Stuff to do at SEU: Simplifying Design with Multi-body Parts
One of the break out sessions this year will be Ricardo Espinosa’s “Simplifying the Design Process with Multi-Body Parts”. This is held on Wednesday at 2 pm.
Multi-body parts is an often misunderstood area of CAD. You can use it for all sorts of things, but it’s not really meant as a replacement for assemblies. I don’t know Ricardo or his take on the topic, but this is a general area in CAD that has a lot of power that people don’t harness. It’s also a relatively new part of the workflow in Solid Edge, so there may be parts of the new tools that you’re not familiar with. I’ve written a 3-part series on multi-body modeling in general, and multi-body developments in ST9, ST6.

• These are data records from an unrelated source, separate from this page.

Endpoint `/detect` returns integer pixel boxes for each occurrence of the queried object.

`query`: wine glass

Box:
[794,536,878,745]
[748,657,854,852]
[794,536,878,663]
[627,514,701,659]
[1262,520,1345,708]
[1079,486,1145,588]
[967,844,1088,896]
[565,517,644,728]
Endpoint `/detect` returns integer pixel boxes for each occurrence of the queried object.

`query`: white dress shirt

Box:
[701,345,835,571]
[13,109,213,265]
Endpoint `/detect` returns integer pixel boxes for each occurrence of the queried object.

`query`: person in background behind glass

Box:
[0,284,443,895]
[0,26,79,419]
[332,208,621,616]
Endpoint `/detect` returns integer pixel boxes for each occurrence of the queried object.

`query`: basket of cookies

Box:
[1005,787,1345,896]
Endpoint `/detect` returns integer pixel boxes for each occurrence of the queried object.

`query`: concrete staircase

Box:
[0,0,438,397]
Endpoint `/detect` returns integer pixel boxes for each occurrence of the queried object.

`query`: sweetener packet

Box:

The thing is with this session, you’re bound to learn something useful. Multi-bodies in Synchronous can be used in ways you wouldn’t be able to use them in ordered. So there’s a whole range of possible topics right there. And then there’s the master model techniques, the boolean stuff, reference bodies, and of course all surfacing is basically an exercise in construction bodies, since surface features do not automatically merge the same way that solid bodies do.
Plus, Solid Edge has a unique take on certain multi-body functions, and new terminology you might have to get used to. There’s the concept of “lumps” which are actually separate volumes within geometry classified as a “body”. And of course the perenial favorite argument of zero thickness errors.
Other practical applications are master model, multi-material overmolding, inseparable assemblies, flexible parts, synch-ordered mixed mode, intermediate modeling steps, bridging between solids, reused data, etc…
So now you have to go see Ricardo Espinosa’s presentation on multi-bodies, Wednesday at 2 pm, just to see which area he will cover. I’ll be there. It’ll be a gas.